My ex didn't get in touch with me at all that day. His mother didn't speak to me after I told her I would have an abortion. My 'best friend' told everyone in the sixth form that I was pregnant, and had had an abortion and, safe to say, we aren't friends anymore. People change the way they think of you after they know what you've done. You change the way you look at yourself. Maybe that isn't the case for everyone but for me it couldn't be more true. I'll never forgive myself for terminating the pregnancy. I think that I will always wonder 'what if' and with every year that passes I will always remember what happened, what could have been...I don't think I'll ever be able to move on. It hurt my heart and it still hurts now. I haven't spoken to anyone about this at all, and I most certainly haven't ever written everything down like this. I'm hoping that this will help me to move forward, at least enough to support my closest friend who is about to go through a termination herself. The evening after the abortion i got drunk with a very old friend. Catastrophically drunk. I cried and cried and laughed and eventually found my way home. The following day, I found out that my ex had a new girlfriend. I remember cutting my wrists and not caring if it was deep enough to kill me. I wasn't trying to die, but I didn't care if I did.

My wrists bled and bled but eventually stopped. So I walked to the river, and stole a coil of rope. I went to the place my ex and I had our first date, smoked all the weed that I had, tied a shitty knot and hung it from the tree. I played some music on my phone and cried. I stood on a lower branch, and I just cried, holding the rope between my fingers. I knew that I couldn't go through with it. I didn't want to be where I was but I didn't want to die. I just didn't want to hurt.

That was the lowest point of my life.

Three years on, I don't even recognise myself as the same person. I'm about to start university, I'm studying nursing and once I've qualified will go in to Health visiting. I continued to see my ex (despite his girlfriend) and we got back together in the autumn of that year - we moved in together on to a boat before eventually moving. When I was 18 I fell pregnant again add his mother was again insistent that an abortion was the only choice, but I stood up for myself and our unborn baby this time. I saved her, and in saving her I saved myself. Our daughter was born the following July and she could not be more perfect. The three of us live together in a little house, her dad is self employed and I've spent the last year back at college building a future for us. Yes, it has been tough, much tougher than it would have been had I had a second termination but I would not be the same person that I am now. I was heading down the wrong path, I had no direction in life and I wasn't doing anything productive. All I cared about was smoking weed, getting drunk and anything else that made me feel like it was worth terminating my baby for.

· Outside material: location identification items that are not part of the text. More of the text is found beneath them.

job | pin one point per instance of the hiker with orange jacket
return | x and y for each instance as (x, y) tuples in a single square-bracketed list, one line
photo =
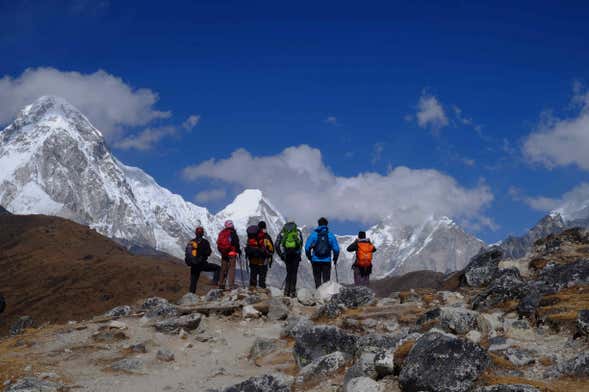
[(228, 246), (363, 263)]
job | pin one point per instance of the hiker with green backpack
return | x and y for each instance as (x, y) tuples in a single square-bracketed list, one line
[(289, 245)]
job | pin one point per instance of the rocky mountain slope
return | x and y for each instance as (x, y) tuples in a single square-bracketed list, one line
[(55, 270), (55, 162), (500, 326)]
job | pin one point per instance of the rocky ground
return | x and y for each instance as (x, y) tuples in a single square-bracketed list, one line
[(498, 326)]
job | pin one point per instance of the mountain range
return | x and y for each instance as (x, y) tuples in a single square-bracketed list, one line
[(55, 162)]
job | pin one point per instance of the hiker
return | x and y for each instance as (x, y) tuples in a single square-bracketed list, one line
[(363, 262), (259, 250), (228, 246), (318, 249), (196, 255), (289, 245)]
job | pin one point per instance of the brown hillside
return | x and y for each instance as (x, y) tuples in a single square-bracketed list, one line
[(55, 270)]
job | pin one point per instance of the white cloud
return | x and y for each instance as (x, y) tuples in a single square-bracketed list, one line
[(301, 185), (210, 195), (430, 113), (146, 139), (109, 102), (561, 142), (191, 122), (331, 120)]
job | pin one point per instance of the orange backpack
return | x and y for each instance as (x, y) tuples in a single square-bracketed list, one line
[(364, 254)]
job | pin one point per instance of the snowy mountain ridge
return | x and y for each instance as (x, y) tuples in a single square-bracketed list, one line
[(55, 162)]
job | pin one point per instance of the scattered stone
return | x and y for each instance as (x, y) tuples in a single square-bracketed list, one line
[(583, 323), (277, 309), (439, 362), (20, 325), (306, 297), (277, 382), (482, 267), (317, 341), (214, 295), (508, 388), (127, 365), (119, 311), (322, 367), (165, 355), (384, 363), (249, 311), (34, 384), (362, 384), (188, 322), (261, 347), (189, 299)]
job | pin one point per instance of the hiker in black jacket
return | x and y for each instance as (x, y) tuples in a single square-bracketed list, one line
[(197, 252)]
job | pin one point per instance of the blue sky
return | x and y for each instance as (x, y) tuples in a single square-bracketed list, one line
[(348, 79)]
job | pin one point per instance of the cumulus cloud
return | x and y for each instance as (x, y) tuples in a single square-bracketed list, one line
[(430, 113), (301, 185), (191, 122), (210, 195), (562, 142), (146, 139), (109, 102)]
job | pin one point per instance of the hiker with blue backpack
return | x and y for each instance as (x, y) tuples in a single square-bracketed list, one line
[(289, 246), (320, 247)]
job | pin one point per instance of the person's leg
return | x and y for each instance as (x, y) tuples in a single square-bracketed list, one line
[(231, 274), (317, 273), (262, 272)]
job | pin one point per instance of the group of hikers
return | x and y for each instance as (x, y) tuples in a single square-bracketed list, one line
[(321, 249)]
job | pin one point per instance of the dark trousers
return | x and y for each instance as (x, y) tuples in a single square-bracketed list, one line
[(321, 272), (195, 271), (292, 269), (258, 275)]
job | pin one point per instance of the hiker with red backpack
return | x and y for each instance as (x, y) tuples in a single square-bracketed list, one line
[(363, 263), (228, 246), (259, 250), (319, 248), (196, 255), (289, 244)]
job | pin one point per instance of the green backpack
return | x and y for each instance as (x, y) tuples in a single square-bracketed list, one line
[(291, 241)]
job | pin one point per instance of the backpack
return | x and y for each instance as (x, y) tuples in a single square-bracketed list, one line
[(322, 246), (291, 241), (224, 243), (364, 254)]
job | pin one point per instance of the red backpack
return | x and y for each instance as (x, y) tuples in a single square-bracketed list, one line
[(224, 242)]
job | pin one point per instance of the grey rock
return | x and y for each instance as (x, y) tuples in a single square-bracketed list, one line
[(34, 384), (165, 355), (188, 299), (322, 367), (127, 365), (188, 322), (583, 322), (363, 384), (266, 383), (277, 310), (20, 325), (306, 296), (119, 311), (317, 341), (482, 267), (439, 362)]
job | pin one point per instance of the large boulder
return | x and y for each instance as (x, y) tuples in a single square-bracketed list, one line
[(481, 268), (441, 362), (188, 322), (276, 382), (322, 367), (317, 341)]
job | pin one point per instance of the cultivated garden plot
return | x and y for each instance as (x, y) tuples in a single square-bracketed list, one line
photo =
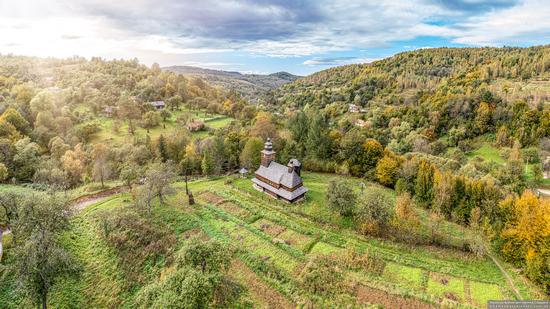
[(272, 236), (411, 277), (260, 293)]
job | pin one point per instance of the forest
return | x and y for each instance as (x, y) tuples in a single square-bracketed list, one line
[(435, 150)]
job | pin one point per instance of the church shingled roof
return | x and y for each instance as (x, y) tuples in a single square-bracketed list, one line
[(279, 174)]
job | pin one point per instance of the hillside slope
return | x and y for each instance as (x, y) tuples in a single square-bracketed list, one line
[(251, 86), (398, 79)]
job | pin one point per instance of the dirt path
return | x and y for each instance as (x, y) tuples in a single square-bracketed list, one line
[(84, 201), (1, 247), (505, 273), (79, 204)]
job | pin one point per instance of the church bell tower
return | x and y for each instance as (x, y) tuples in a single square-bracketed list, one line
[(268, 154)]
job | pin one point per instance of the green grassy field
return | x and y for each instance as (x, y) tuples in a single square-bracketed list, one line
[(490, 153), (109, 136), (274, 241)]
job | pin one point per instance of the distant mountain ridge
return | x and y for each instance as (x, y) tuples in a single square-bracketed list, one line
[(251, 86)]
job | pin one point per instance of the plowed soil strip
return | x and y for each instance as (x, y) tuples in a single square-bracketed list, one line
[(369, 295), (261, 293)]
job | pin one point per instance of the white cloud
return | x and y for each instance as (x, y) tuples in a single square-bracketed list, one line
[(527, 23), (161, 29)]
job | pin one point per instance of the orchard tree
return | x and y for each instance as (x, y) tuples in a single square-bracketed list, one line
[(424, 184), (158, 180), (198, 280), (387, 169), (3, 172), (129, 173), (372, 152), (341, 197), (526, 235), (250, 156), (40, 259), (150, 119), (374, 212), (101, 168)]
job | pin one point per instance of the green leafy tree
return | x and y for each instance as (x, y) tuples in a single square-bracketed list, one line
[(151, 119), (101, 168), (197, 281), (373, 212), (13, 117), (158, 180), (341, 197), (250, 156), (4, 173), (165, 114), (424, 184), (207, 163), (40, 259), (162, 149), (387, 169)]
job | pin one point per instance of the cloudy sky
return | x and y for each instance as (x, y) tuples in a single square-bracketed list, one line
[(264, 36)]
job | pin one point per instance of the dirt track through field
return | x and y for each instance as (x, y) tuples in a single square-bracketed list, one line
[(84, 201), (505, 273)]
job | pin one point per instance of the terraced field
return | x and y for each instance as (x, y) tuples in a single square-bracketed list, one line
[(275, 241), (283, 238)]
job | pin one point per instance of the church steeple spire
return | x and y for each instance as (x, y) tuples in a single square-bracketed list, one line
[(268, 154)]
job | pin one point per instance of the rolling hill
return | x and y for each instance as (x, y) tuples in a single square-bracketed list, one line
[(251, 86)]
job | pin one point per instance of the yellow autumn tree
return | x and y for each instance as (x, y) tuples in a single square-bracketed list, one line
[(386, 170), (527, 235)]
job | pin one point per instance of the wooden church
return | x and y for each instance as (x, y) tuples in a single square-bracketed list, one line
[(279, 181)]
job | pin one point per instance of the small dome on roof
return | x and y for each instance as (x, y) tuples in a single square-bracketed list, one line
[(294, 162)]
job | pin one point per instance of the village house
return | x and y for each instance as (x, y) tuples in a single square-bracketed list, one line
[(546, 168), (196, 125), (352, 108), (279, 181), (157, 104), (108, 111)]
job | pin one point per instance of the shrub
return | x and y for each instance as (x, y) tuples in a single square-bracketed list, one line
[(341, 197), (136, 240), (322, 276), (373, 213), (3, 172)]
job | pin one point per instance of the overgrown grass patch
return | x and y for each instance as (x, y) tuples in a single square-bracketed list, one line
[(269, 227), (481, 293), (447, 287), (235, 210), (266, 251), (403, 275), (324, 248), (295, 239)]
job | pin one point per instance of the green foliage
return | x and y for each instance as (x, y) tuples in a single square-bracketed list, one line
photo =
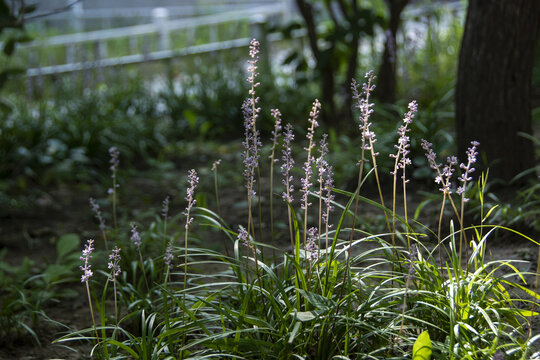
[(27, 289), (384, 295), (422, 347)]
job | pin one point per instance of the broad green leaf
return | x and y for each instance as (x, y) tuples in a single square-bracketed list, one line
[(422, 347)]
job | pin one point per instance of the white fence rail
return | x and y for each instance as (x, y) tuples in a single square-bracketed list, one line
[(159, 30)]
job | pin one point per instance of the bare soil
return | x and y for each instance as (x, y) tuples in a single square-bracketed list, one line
[(32, 232)]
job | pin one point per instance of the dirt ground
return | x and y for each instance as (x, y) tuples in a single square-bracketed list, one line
[(33, 230)]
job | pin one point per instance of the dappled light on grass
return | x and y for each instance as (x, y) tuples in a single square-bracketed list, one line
[(339, 292)]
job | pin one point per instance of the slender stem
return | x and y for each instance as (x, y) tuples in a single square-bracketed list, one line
[(216, 190), (104, 235), (272, 194), (259, 205), (144, 272), (114, 201), (115, 303), (373, 158), (439, 229), (320, 218), (394, 205), (92, 311), (405, 210)]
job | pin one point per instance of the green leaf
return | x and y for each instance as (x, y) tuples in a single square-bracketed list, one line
[(67, 244), (303, 315), (422, 347), (319, 301)]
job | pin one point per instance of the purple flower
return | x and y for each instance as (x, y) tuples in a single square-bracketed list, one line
[(97, 213), (365, 107), (321, 162), (252, 65), (288, 163), (244, 237), (306, 181), (193, 180), (251, 144), (311, 245), (165, 207), (403, 144), (135, 236), (329, 186), (215, 164), (168, 257), (467, 169), (114, 161), (276, 114), (113, 264), (86, 256), (443, 178)]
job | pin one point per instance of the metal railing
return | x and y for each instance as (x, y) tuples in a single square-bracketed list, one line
[(161, 29)]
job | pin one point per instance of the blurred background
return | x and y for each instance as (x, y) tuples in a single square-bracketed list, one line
[(164, 81)]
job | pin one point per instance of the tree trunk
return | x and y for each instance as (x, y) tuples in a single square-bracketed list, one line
[(493, 90), (386, 84)]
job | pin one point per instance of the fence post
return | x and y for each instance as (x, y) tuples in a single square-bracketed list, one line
[(259, 32), (100, 53), (160, 18)]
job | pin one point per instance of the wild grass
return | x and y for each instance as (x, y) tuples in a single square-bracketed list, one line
[(339, 292)]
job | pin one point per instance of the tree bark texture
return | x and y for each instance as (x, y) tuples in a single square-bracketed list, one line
[(493, 90)]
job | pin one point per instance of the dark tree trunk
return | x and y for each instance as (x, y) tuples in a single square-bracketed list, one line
[(386, 84), (493, 91)]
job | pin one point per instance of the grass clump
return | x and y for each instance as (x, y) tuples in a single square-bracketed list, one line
[(339, 292)]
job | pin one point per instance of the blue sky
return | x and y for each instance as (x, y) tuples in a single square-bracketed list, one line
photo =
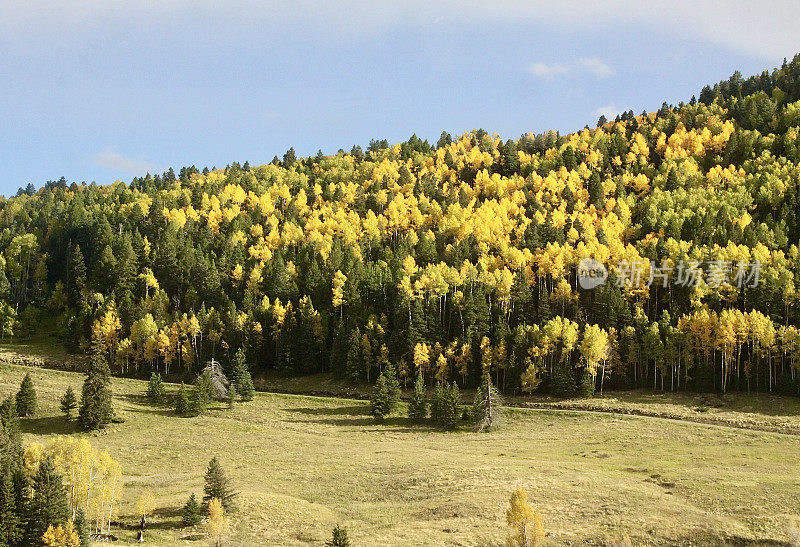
[(105, 91)]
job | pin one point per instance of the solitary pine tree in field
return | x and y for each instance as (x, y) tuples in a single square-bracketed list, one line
[(446, 406), (392, 386), (339, 538), (380, 403), (192, 512), (155, 388), (68, 403), (217, 524), (49, 504), (26, 397), (218, 485), (418, 404), (11, 521), (526, 523), (241, 376), (182, 402), (96, 410)]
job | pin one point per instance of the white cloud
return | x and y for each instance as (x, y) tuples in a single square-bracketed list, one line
[(766, 29), (609, 111), (595, 66), (543, 70), (110, 159)]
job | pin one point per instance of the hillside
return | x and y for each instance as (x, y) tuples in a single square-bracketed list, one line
[(314, 462), (446, 259)]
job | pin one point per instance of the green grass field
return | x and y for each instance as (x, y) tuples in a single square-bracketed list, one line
[(304, 464)]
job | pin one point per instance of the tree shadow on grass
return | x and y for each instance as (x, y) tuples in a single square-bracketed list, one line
[(396, 424), (49, 425), (352, 410)]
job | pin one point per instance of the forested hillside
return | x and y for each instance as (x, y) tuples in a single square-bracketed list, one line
[(446, 259)]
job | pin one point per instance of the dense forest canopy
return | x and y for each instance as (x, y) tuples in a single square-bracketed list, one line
[(445, 260)]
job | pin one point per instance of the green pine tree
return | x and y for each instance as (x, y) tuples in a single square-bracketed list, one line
[(11, 521), (95, 409), (49, 504), (26, 397), (418, 404), (438, 402), (392, 386), (182, 402), (586, 383), (380, 404), (192, 512), (241, 377), (451, 408), (155, 388), (339, 538), (562, 380), (68, 403), (218, 485)]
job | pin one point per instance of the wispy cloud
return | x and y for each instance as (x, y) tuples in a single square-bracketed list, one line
[(609, 111), (543, 70), (593, 66), (110, 159)]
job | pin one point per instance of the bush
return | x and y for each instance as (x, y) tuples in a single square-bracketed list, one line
[(182, 402), (192, 512), (155, 388), (69, 403), (418, 405), (381, 405), (339, 538), (446, 406), (26, 397)]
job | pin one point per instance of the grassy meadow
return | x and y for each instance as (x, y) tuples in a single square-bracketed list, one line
[(304, 464)]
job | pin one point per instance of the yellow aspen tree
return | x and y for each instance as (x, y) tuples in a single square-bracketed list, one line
[(525, 522), (61, 536)]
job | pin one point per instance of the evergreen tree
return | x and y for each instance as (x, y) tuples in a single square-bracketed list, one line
[(192, 512), (68, 403), (586, 383), (155, 388), (217, 485), (339, 538), (26, 397), (49, 504), (96, 409), (182, 402), (446, 406), (418, 404), (380, 403), (392, 386), (82, 528), (76, 285), (241, 377), (562, 381), (488, 406), (11, 521)]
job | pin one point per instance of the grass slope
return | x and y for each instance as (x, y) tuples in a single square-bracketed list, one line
[(304, 464)]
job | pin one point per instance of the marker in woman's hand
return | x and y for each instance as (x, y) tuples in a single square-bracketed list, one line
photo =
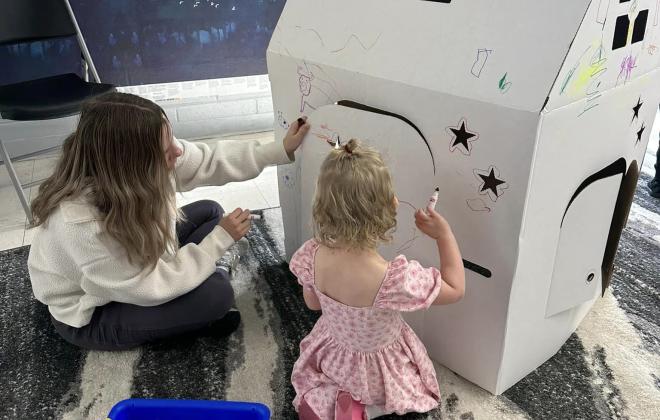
[(434, 199)]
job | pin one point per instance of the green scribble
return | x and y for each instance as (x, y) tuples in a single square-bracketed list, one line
[(503, 81)]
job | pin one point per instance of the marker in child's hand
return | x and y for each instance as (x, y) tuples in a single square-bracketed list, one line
[(434, 199)]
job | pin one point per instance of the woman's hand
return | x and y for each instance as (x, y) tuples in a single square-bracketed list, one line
[(294, 135), (237, 223)]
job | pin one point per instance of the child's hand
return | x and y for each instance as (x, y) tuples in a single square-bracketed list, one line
[(237, 223), (294, 136), (431, 223)]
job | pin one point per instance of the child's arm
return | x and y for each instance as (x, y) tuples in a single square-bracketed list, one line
[(311, 300), (451, 263)]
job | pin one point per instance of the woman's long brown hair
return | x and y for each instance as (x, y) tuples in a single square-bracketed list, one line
[(116, 160)]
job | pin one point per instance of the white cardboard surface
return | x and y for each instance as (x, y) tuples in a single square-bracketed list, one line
[(379, 55), (592, 67)]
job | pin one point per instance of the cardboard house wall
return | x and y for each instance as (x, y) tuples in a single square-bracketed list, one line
[(531, 117)]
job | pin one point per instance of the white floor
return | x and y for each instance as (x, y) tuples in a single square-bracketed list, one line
[(258, 193)]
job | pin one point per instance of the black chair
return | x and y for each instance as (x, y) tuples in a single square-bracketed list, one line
[(51, 97)]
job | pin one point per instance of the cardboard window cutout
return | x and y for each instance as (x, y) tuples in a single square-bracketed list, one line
[(621, 32), (640, 26)]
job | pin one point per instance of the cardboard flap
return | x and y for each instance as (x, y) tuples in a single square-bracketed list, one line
[(507, 52)]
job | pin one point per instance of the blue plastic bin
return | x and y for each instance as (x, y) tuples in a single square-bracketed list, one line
[(139, 409)]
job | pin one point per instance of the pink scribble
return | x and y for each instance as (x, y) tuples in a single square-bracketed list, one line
[(627, 65)]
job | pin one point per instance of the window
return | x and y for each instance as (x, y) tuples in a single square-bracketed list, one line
[(622, 27)]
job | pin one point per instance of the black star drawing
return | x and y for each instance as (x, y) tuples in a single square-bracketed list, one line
[(461, 136), (636, 109), (491, 183), (639, 133)]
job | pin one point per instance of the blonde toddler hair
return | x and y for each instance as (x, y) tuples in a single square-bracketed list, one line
[(354, 201)]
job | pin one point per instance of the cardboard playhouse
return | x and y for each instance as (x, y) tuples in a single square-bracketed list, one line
[(531, 117)]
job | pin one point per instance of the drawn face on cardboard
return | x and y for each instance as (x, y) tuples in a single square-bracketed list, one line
[(305, 84)]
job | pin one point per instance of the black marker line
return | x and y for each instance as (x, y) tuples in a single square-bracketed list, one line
[(477, 268), (362, 107), (615, 168)]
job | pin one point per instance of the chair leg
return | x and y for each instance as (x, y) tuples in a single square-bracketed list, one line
[(14, 179)]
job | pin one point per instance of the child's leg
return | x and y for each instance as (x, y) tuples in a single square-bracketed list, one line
[(305, 412), (346, 408), (319, 402)]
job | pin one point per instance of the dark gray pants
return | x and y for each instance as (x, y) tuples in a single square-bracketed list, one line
[(119, 326)]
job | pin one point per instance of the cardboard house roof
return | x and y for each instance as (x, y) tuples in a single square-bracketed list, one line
[(440, 46)]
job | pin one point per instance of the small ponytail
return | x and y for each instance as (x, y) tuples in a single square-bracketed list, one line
[(351, 146)]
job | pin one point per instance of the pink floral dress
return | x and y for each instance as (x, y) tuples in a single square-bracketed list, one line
[(372, 353)]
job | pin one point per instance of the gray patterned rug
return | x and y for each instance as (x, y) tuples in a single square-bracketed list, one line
[(610, 368)]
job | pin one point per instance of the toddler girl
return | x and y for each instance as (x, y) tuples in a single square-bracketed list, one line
[(361, 359)]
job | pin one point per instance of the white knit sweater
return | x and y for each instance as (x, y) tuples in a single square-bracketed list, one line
[(74, 266)]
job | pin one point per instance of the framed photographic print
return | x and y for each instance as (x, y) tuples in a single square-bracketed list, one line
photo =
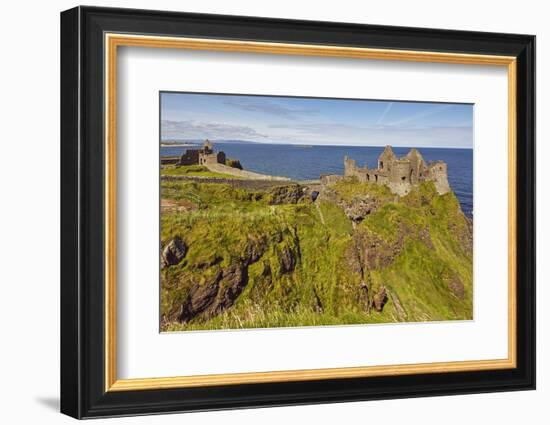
[(261, 212)]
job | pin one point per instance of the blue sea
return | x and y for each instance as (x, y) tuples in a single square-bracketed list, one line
[(309, 162)]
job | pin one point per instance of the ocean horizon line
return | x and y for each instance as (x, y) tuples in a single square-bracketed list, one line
[(168, 142)]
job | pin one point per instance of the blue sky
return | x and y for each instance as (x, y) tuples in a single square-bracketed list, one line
[(271, 119)]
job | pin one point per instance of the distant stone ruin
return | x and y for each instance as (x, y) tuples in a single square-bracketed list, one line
[(202, 156), (398, 174)]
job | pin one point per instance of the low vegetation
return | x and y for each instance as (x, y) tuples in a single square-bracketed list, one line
[(250, 261), (192, 171)]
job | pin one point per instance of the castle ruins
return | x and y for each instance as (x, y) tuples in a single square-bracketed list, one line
[(202, 156), (398, 174)]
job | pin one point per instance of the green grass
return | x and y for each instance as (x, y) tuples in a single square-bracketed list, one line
[(193, 171), (324, 288)]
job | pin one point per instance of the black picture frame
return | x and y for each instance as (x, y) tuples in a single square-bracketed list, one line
[(83, 392)]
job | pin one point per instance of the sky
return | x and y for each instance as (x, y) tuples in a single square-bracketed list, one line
[(315, 121)]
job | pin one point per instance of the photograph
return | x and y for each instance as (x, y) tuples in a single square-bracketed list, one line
[(279, 211)]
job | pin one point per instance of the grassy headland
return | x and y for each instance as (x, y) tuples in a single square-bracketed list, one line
[(253, 258)]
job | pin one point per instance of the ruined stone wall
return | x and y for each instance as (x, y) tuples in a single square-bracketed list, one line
[(211, 158), (400, 172), (437, 172), (190, 157)]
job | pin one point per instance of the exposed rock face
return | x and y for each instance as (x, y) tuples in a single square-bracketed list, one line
[(288, 194), (173, 252), (359, 208), (457, 287), (380, 299), (217, 286), (216, 294)]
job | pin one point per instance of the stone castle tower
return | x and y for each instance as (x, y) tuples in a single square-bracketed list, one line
[(204, 155), (400, 174)]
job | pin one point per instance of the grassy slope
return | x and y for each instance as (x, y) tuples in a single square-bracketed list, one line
[(322, 289), (193, 171)]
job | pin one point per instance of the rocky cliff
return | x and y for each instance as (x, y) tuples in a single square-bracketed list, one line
[(354, 253)]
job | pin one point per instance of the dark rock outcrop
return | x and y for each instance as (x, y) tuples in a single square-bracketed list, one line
[(215, 295), (287, 194), (379, 299), (173, 252), (359, 208)]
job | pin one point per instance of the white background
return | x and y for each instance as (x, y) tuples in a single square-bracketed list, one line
[(144, 72), (29, 228)]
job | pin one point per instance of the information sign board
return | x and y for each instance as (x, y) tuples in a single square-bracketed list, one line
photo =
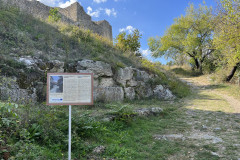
[(69, 89)]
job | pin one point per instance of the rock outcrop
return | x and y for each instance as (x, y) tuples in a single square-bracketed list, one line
[(109, 85), (73, 15)]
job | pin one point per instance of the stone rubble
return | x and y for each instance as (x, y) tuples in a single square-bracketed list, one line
[(125, 83)]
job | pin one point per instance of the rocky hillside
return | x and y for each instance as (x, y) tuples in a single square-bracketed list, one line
[(31, 47)]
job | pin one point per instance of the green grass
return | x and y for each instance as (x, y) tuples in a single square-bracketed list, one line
[(41, 131)]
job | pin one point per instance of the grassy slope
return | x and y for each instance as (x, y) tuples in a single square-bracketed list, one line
[(31, 131)]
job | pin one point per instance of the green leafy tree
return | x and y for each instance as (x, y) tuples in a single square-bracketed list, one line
[(227, 34), (54, 15), (190, 35), (129, 42)]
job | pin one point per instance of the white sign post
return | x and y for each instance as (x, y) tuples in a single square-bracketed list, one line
[(69, 89), (69, 132)]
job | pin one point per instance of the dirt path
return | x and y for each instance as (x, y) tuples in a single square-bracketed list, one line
[(213, 117)]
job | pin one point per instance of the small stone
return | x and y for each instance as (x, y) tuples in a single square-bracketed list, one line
[(214, 154), (99, 149), (149, 111), (169, 137), (204, 127), (217, 129)]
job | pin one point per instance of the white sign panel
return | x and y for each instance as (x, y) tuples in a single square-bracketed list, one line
[(69, 88)]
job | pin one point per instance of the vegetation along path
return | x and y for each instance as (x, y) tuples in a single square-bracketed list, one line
[(212, 114)]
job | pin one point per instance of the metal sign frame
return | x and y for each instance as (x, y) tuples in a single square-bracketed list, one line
[(69, 104), (65, 74)]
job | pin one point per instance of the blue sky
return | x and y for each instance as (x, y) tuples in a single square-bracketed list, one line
[(151, 17)]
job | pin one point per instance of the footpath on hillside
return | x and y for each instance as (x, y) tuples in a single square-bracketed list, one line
[(213, 116)]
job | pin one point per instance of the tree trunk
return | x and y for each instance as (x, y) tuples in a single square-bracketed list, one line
[(229, 77), (196, 63)]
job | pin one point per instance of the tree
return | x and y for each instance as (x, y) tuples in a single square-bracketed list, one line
[(130, 42), (190, 35), (54, 15), (227, 34)]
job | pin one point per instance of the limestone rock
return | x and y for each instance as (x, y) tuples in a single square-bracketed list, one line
[(10, 89), (108, 94), (99, 149), (163, 93), (129, 93), (28, 61), (143, 90), (169, 137), (124, 74), (56, 66), (149, 111), (132, 83), (98, 68), (106, 82)]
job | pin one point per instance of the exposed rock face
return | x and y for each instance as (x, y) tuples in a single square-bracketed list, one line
[(108, 94), (163, 93), (98, 68), (149, 111), (128, 82), (142, 76), (56, 66), (130, 93), (106, 82), (144, 90), (9, 89), (124, 75), (73, 15)]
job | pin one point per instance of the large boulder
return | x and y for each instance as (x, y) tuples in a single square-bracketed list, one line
[(124, 74), (144, 90), (9, 89), (163, 93), (56, 66), (106, 82), (108, 94), (98, 68), (129, 93)]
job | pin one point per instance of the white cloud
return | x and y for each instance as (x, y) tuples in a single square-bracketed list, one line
[(67, 3), (92, 13), (99, 1), (51, 3), (128, 29), (110, 12)]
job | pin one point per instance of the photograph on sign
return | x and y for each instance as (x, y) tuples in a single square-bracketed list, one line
[(69, 89)]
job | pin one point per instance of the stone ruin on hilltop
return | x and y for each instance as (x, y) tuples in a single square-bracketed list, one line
[(74, 15)]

This has been incredibly long, but I think it has been helpful. I've cried writing this and remembered little details that I think I'd suppressed, but I'm pleased that I did this. I hope my story helps someone else-- I'm not saying that one choice is better than the other because I truly honestly believe that termination, adoption and continuing a pregnancy to term are all equally valid choices-- i just feel that the decision has to be entirely yours, and as long as you feel that you are strong enough to cope with whatever you choose, then you will be fine. I was right when I said that I wasn't strong enough. I just hope that one day I find the strength to move past this.